The UK Royal Air Force's fleet of British Aerospace Nimrod MR2 surveillance aircraft resumed operations last week after undergoing an urgent safety inspection following the 2 September loss of a 120 Sqn-operated platform in southern Afghanistan. One of the oldest Nimrods in the RAF inventory, XV230 was being operated from an undisclosed Middle Eastern state before the crash, which killed all 14 British personnel onboard.
The RAF says the aircraft was operating at medium- to high-level shortly after undergoing in-flight refuelling when its crew reported a technical fault which it believes to have been fire-related. The UK Ministry of Defence swiftly eliminated enemy action as having caused the aircraft to crash around 20km (12 miles) west of Kandahar airfield, attributing its loss to "a terrible accident". US Air Force General Atomics MQ-1 Predator unmanned air vehicles and Sikorsky HH-60 Pave Hawk combat search and rescue helicopters were deployed to protect the crash site.
Believed to have been using its wing-mounted electro-optical/infrared sensor to provide intelligence information to support a major NATO ground and air offensive near Kandahar, the Nimrod came down at around 11:00 local time in what the RAF has described as "reasonably good weather conditions". US Central Command says French air force Dassault Mirage 2000s, RAF BAE Systems Harrier GR7As and USAF Boeing B-1B bombers and Fairchild A-10 ground-attack aircraft were also involved in the operation.

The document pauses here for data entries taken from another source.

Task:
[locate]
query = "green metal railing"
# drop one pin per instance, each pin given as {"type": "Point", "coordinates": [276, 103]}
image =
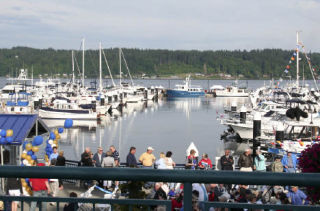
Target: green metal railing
{"type": "Point", "coordinates": [182, 176]}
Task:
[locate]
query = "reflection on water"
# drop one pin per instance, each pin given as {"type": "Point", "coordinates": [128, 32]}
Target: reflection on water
{"type": "Point", "coordinates": [164, 125]}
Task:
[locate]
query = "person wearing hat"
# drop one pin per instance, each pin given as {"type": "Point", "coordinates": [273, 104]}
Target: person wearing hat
{"type": "Point", "coordinates": [40, 188]}
{"type": "Point", "coordinates": [277, 166]}
{"type": "Point", "coordinates": [147, 158]}
{"type": "Point", "coordinates": [296, 196]}
{"type": "Point", "coordinates": [245, 161]}
{"type": "Point", "coordinates": [289, 162]}
{"type": "Point", "coordinates": [98, 157]}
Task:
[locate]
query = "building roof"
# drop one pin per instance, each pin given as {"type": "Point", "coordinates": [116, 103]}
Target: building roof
{"type": "Point", "coordinates": [22, 125]}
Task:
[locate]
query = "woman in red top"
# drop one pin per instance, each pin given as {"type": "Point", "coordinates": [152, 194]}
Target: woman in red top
{"type": "Point", "coordinates": [205, 162]}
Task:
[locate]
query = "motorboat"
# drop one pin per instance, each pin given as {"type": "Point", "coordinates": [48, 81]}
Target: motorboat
{"type": "Point", "coordinates": [186, 90]}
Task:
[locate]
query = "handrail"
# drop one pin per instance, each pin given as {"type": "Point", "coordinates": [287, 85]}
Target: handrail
{"type": "Point", "coordinates": [208, 205]}
{"type": "Point", "coordinates": [183, 176]}
{"type": "Point", "coordinates": [191, 176]}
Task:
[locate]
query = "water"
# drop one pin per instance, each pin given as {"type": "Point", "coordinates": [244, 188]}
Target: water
{"type": "Point", "coordinates": [166, 125]}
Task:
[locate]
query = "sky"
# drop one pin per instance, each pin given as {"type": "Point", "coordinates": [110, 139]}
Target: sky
{"type": "Point", "coordinates": [161, 24]}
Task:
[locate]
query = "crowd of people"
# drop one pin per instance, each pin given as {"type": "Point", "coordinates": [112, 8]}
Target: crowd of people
{"type": "Point", "coordinates": [174, 192]}
{"type": "Point", "coordinates": [210, 192]}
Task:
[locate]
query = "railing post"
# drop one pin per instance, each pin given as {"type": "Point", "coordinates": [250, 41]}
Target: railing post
{"type": "Point", "coordinates": [187, 196]}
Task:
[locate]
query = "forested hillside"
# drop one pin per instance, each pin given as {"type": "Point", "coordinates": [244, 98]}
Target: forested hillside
{"type": "Point", "coordinates": [253, 64]}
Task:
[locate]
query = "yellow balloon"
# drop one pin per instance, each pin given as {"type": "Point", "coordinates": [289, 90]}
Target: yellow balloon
{"type": "Point", "coordinates": [24, 184]}
{"type": "Point", "coordinates": [9, 133]}
{"type": "Point", "coordinates": [28, 146]}
{"type": "Point", "coordinates": [35, 149]}
{"type": "Point", "coordinates": [56, 132]}
{"type": "Point", "coordinates": [28, 158]}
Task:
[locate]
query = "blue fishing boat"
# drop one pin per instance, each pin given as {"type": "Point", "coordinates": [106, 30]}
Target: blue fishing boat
{"type": "Point", "coordinates": [186, 90]}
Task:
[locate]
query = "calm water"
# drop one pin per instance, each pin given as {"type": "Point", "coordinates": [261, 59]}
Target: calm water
{"type": "Point", "coordinates": [166, 125]}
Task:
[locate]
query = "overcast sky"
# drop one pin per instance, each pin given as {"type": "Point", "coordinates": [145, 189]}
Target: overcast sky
{"type": "Point", "coordinates": [164, 24]}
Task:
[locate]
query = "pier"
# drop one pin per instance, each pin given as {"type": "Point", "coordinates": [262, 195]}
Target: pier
{"type": "Point", "coordinates": [186, 177]}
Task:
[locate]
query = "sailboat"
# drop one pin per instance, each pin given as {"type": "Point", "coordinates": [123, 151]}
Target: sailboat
{"type": "Point", "coordinates": [185, 90]}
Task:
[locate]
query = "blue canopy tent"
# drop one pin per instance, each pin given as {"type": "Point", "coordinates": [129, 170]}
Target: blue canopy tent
{"type": "Point", "coordinates": [23, 126]}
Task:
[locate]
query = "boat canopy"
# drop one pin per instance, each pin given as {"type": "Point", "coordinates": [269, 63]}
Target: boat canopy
{"type": "Point", "coordinates": [217, 87]}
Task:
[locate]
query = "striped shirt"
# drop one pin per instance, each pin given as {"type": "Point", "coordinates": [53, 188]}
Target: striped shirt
{"type": "Point", "coordinates": [115, 155]}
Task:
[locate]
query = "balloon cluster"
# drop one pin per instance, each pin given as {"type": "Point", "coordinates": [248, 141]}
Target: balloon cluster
{"type": "Point", "coordinates": [6, 136]}
{"type": "Point", "coordinates": [28, 156]}
{"type": "Point", "coordinates": [26, 186]}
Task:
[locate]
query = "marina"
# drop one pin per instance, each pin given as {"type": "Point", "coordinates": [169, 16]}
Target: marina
{"type": "Point", "coordinates": [162, 106]}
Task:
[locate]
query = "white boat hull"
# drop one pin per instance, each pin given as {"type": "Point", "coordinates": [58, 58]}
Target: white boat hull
{"type": "Point", "coordinates": [66, 115]}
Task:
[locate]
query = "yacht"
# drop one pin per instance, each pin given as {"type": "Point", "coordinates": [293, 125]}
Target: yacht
{"type": "Point", "coordinates": [186, 90]}
{"type": "Point", "coordinates": [229, 91]}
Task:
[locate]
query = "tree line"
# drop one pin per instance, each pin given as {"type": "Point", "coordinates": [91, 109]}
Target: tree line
{"type": "Point", "coordinates": [253, 64]}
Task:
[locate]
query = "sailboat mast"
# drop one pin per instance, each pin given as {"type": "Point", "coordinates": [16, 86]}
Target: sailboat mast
{"type": "Point", "coordinates": [32, 75]}
{"type": "Point", "coordinates": [100, 69]}
{"type": "Point", "coordinates": [297, 59]}
{"type": "Point", "coordinates": [72, 66]}
{"type": "Point", "coordinates": [120, 64]}
{"type": "Point", "coordinates": [83, 62]}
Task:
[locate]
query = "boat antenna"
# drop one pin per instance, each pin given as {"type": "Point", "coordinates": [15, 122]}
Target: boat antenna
{"type": "Point", "coordinates": [297, 49]}
{"type": "Point", "coordinates": [120, 66]}
{"type": "Point", "coordinates": [72, 55]}
{"type": "Point", "coordinates": [32, 75]}
{"type": "Point", "coordinates": [100, 69]}
{"type": "Point", "coordinates": [106, 61]}
{"type": "Point", "coordinates": [83, 62]}
{"type": "Point", "coordinates": [125, 62]}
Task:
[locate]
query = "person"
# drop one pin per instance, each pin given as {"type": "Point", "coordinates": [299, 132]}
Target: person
{"type": "Point", "coordinates": [161, 163]}
{"type": "Point", "coordinates": [14, 188]}
{"type": "Point", "coordinates": [289, 162]}
{"type": "Point", "coordinates": [169, 162]}
{"type": "Point", "coordinates": [227, 161]}
{"type": "Point", "coordinates": [152, 193]}
{"type": "Point", "coordinates": [245, 161]}
{"type": "Point", "coordinates": [73, 205]}
{"type": "Point", "coordinates": [131, 158]}
{"type": "Point", "coordinates": [53, 183]}
{"type": "Point", "coordinates": [86, 157]}
{"type": "Point", "coordinates": [40, 188]}
{"type": "Point", "coordinates": [277, 166]}
{"type": "Point", "coordinates": [147, 158]}
{"type": "Point", "coordinates": [115, 155]}
{"type": "Point", "coordinates": [192, 161]}
{"type": "Point", "coordinates": [205, 162]}
{"type": "Point", "coordinates": [219, 191]}
{"type": "Point", "coordinates": [296, 196]}
{"type": "Point", "coordinates": [98, 157]}
{"type": "Point", "coordinates": [53, 155]}
{"type": "Point", "coordinates": [108, 162]}
{"type": "Point", "coordinates": [259, 162]}
{"type": "Point", "coordinates": [61, 160]}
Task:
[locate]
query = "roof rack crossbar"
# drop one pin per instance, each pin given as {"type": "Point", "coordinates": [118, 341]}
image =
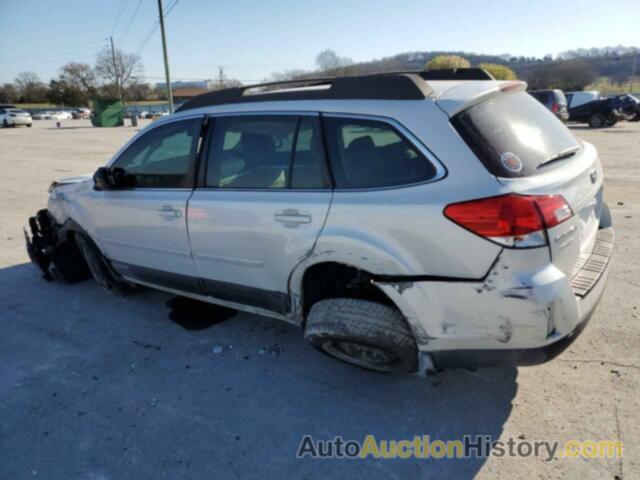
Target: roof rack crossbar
{"type": "Point", "coordinates": [410, 85]}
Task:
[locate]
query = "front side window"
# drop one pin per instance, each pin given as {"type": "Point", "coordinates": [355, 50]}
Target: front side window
{"type": "Point", "coordinates": [266, 152]}
{"type": "Point", "coordinates": [372, 154]}
{"type": "Point", "coordinates": [163, 157]}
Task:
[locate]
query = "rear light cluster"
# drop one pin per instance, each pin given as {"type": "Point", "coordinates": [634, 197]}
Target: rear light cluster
{"type": "Point", "coordinates": [511, 220]}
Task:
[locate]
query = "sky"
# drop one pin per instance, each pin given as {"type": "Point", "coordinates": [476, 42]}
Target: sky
{"type": "Point", "coordinates": [251, 39]}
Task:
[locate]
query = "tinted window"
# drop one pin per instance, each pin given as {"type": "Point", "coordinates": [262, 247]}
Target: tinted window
{"type": "Point", "coordinates": [163, 157]}
{"type": "Point", "coordinates": [259, 152]}
{"type": "Point", "coordinates": [514, 131]}
{"type": "Point", "coordinates": [308, 164]}
{"type": "Point", "coordinates": [560, 98]}
{"type": "Point", "coordinates": [369, 153]}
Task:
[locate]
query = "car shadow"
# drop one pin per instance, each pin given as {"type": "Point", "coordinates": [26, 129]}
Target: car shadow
{"type": "Point", "coordinates": [119, 390]}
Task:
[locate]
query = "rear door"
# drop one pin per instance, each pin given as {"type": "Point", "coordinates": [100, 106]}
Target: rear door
{"type": "Point", "coordinates": [142, 229]}
{"type": "Point", "coordinates": [261, 205]}
{"type": "Point", "coordinates": [532, 152]}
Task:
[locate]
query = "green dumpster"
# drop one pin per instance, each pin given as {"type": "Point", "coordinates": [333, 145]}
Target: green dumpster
{"type": "Point", "coordinates": [107, 113]}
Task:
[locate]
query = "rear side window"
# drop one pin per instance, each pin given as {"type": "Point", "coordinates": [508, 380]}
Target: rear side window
{"type": "Point", "coordinates": [266, 152]}
{"type": "Point", "coordinates": [163, 157]}
{"type": "Point", "coordinates": [513, 135]}
{"type": "Point", "coordinates": [371, 154]}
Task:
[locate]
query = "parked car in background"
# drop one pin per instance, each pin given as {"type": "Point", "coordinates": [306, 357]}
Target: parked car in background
{"type": "Point", "coordinates": [591, 108]}
{"type": "Point", "coordinates": [430, 231]}
{"type": "Point", "coordinates": [12, 117]}
{"type": "Point", "coordinates": [575, 99]}
{"type": "Point", "coordinates": [628, 105]}
{"type": "Point", "coordinates": [554, 100]}
{"type": "Point", "coordinates": [81, 113]}
{"type": "Point", "coordinates": [61, 115]}
{"type": "Point", "coordinates": [41, 116]}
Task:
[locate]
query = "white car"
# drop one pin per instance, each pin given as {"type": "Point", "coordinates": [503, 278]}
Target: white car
{"type": "Point", "coordinates": [406, 224]}
{"type": "Point", "coordinates": [61, 115]}
{"type": "Point", "coordinates": [12, 117]}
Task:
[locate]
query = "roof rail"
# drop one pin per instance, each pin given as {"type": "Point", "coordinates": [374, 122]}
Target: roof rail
{"type": "Point", "coordinates": [408, 85]}
{"type": "Point", "coordinates": [457, 74]}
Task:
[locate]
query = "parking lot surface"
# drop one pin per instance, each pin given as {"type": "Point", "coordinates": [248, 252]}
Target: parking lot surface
{"type": "Point", "coordinates": [95, 386]}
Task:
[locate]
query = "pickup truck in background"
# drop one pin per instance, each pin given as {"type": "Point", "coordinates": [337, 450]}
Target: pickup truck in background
{"type": "Point", "coordinates": [591, 108]}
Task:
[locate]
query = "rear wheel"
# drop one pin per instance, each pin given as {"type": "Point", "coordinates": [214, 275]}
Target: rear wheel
{"type": "Point", "coordinates": [366, 334]}
{"type": "Point", "coordinates": [597, 121]}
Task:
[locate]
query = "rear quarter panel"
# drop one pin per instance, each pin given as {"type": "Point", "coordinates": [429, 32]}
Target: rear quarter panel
{"type": "Point", "coordinates": [402, 230]}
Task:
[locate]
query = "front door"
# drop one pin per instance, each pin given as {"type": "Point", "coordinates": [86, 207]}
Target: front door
{"type": "Point", "coordinates": [142, 230]}
{"type": "Point", "coordinates": [263, 204]}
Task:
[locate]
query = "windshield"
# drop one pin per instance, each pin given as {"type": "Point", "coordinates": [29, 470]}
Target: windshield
{"type": "Point", "coordinates": [513, 135]}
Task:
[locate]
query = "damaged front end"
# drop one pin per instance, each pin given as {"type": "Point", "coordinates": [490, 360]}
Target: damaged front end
{"type": "Point", "coordinates": [53, 249]}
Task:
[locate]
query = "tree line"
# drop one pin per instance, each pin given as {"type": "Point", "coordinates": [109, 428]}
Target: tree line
{"type": "Point", "coordinates": [77, 82]}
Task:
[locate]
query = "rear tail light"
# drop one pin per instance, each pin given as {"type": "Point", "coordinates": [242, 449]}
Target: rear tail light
{"type": "Point", "coordinates": [511, 220]}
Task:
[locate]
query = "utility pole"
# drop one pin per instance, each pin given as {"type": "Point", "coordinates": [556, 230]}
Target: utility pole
{"type": "Point", "coordinates": [117, 73]}
{"type": "Point", "coordinates": [633, 74]}
{"type": "Point", "coordinates": [166, 57]}
{"type": "Point", "coordinates": [220, 77]}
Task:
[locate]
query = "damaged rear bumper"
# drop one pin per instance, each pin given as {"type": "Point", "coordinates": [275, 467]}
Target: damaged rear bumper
{"type": "Point", "coordinates": [42, 241]}
{"type": "Point", "coordinates": [525, 312]}
{"type": "Point", "coordinates": [587, 304]}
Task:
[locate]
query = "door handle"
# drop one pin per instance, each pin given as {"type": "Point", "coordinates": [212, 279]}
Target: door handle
{"type": "Point", "coordinates": [291, 215]}
{"type": "Point", "coordinates": [169, 211]}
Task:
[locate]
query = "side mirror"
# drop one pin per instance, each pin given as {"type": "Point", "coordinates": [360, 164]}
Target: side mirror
{"type": "Point", "coordinates": [103, 179]}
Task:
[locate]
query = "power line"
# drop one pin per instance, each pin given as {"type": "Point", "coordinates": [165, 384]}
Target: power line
{"type": "Point", "coordinates": [121, 10]}
{"type": "Point", "coordinates": [128, 26]}
{"type": "Point", "coordinates": [154, 27]}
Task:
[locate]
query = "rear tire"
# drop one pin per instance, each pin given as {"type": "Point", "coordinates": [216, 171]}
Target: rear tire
{"type": "Point", "coordinates": [597, 121]}
{"type": "Point", "coordinates": [366, 334]}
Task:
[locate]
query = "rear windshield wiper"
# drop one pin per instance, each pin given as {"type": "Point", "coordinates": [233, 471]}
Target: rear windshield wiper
{"type": "Point", "coordinates": [569, 152]}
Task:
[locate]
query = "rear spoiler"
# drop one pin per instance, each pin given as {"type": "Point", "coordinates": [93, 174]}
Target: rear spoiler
{"type": "Point", "coordinates": [467, 94]}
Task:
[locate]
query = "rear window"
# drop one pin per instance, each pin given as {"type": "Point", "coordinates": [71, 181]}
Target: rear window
{"type": "Point", "coordinates": [540, 96]}
{"type": "Point", "coordinates": [560, 98]}
{"type": "Point", "coordinates": [514, 135]}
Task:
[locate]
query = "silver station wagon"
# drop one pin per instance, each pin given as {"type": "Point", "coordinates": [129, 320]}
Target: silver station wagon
{"type": "Point", "coordinates": [406, 221]}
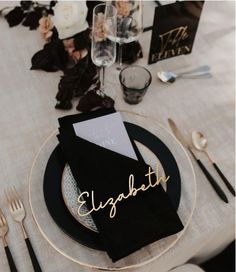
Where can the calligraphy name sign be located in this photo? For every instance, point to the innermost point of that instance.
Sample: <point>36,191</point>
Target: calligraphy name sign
<point>174,29</point>
<point>132,192</point>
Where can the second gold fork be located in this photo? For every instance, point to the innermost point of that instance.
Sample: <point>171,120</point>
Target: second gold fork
<point>17,211</point>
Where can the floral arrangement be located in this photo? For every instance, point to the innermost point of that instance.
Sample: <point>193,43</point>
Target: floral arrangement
<point>65,27</point>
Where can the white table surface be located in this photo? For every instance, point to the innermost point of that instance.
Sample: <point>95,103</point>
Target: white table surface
<point>27,116</point>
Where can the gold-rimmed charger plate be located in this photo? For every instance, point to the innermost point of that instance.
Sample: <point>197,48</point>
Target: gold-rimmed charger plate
<point>71,191</point>
<point>98,259</point>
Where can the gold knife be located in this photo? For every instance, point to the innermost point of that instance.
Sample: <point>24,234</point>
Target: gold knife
<point>209,177</point>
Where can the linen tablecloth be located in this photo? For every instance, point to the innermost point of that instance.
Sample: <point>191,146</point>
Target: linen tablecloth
<point>27,116</point>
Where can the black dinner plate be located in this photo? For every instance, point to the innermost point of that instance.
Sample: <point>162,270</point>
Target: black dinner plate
<point>53,176</point>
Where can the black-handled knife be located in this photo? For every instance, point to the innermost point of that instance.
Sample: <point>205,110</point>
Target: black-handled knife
<point>226,182</point>
<point>10,259</point>
<point>209,177</point>
<point>33,257</point>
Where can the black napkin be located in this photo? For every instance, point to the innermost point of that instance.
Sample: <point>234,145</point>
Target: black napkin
<point>139,220</point>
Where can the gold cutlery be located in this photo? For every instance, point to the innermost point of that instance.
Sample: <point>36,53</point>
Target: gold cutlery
<point>200,143</point>
<point>209,177</point>
<point>3,232</point>
<point>17,211</point>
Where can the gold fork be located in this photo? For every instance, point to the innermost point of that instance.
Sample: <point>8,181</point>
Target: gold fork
<point>3,232</point>
<point>17,211</point>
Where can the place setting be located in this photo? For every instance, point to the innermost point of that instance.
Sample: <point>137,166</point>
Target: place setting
<point>111,188</point>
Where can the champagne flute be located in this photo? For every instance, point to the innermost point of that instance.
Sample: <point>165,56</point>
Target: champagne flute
<point>103,51</point>
<point>129,23</point>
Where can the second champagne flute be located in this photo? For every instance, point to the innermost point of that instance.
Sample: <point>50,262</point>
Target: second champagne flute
<point>103,51</point>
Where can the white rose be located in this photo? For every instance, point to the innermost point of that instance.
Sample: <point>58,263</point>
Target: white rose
<point>70,18</point>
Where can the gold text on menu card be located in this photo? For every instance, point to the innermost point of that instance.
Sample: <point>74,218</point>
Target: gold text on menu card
<point>171,39</point>
<point>132,191</point>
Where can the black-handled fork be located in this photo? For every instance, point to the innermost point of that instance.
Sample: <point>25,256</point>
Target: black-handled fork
<point>209,177</point>
<point>3,232</point>
<point>200,143</point>
<point>17,211</point>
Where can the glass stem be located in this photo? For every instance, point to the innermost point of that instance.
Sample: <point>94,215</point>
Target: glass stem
<point>103,79</point>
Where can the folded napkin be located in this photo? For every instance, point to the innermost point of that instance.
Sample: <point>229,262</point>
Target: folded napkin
<point>139,220</point>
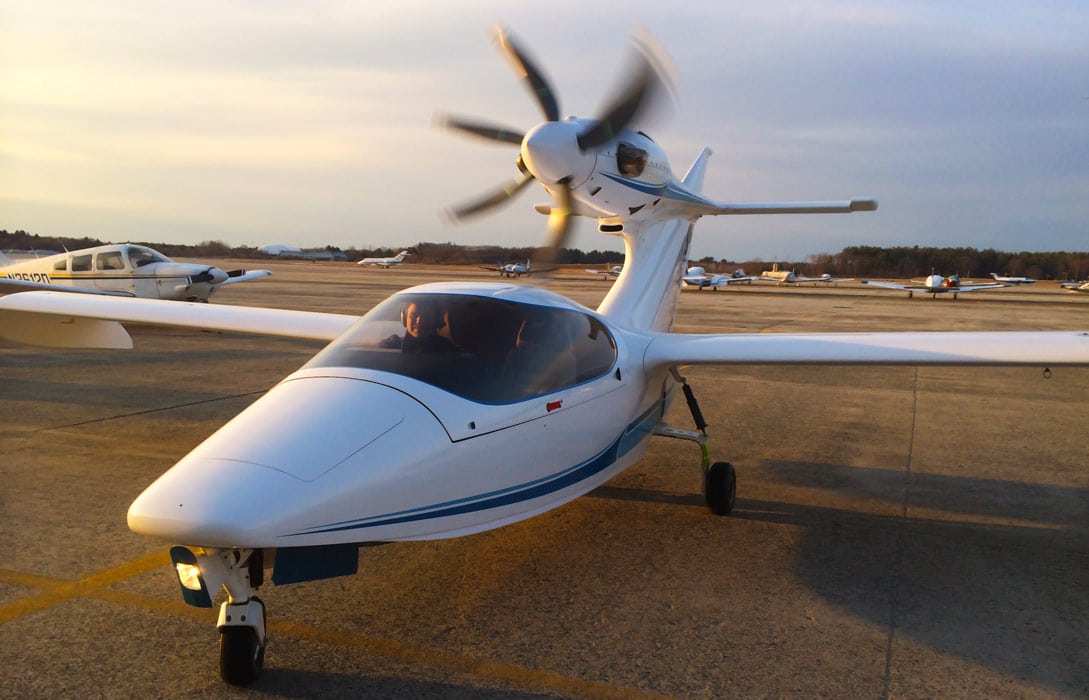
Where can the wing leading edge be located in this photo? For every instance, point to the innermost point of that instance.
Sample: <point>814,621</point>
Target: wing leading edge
<point>57,319</point>
<point>1031,348</point>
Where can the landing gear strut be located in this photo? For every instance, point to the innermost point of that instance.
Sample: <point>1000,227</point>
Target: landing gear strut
<point>720,479</point>
<point>242,634</point>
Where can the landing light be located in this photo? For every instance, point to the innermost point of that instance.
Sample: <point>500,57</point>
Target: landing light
<point>188,575</point>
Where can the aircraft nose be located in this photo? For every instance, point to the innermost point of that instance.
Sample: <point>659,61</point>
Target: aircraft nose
<point>218,277</point>
<point>309,447</point>
<point>551,152</point>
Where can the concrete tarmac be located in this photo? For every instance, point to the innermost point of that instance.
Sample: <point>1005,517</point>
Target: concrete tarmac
<point>898,531</point>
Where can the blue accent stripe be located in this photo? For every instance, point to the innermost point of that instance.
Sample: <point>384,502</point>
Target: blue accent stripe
<point>632,436</point>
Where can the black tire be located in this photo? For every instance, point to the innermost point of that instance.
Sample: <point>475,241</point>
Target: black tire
<point>720,488</point>
<point>241,658</point>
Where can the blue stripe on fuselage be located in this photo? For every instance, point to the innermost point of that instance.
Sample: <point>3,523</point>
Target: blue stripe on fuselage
<point>640,428</point>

The RAF declines to detail the nature of the post-crash inspection, but says its remaining Nimrod fleet passed scrutiny. Another forward-deployed MR2 conducted an operational mission on 3 September, while training activities are believed to have resumed from RAF Kinloss in Scotland on 6 September. The base houses the UK's frontline fleet of 16 Nimrod MR2s, which will be replaced by 12 BAE Nimrod MRA4s by March 2011.
An RAF source says the service was late last week awaiting initial information from a Board of Inquiry team, which was dispatched to survey the remote and dispersed crash site. The aircraft's data accident recording unit or other onboard communications equipment could assist with its investigation, which will take several months to complete.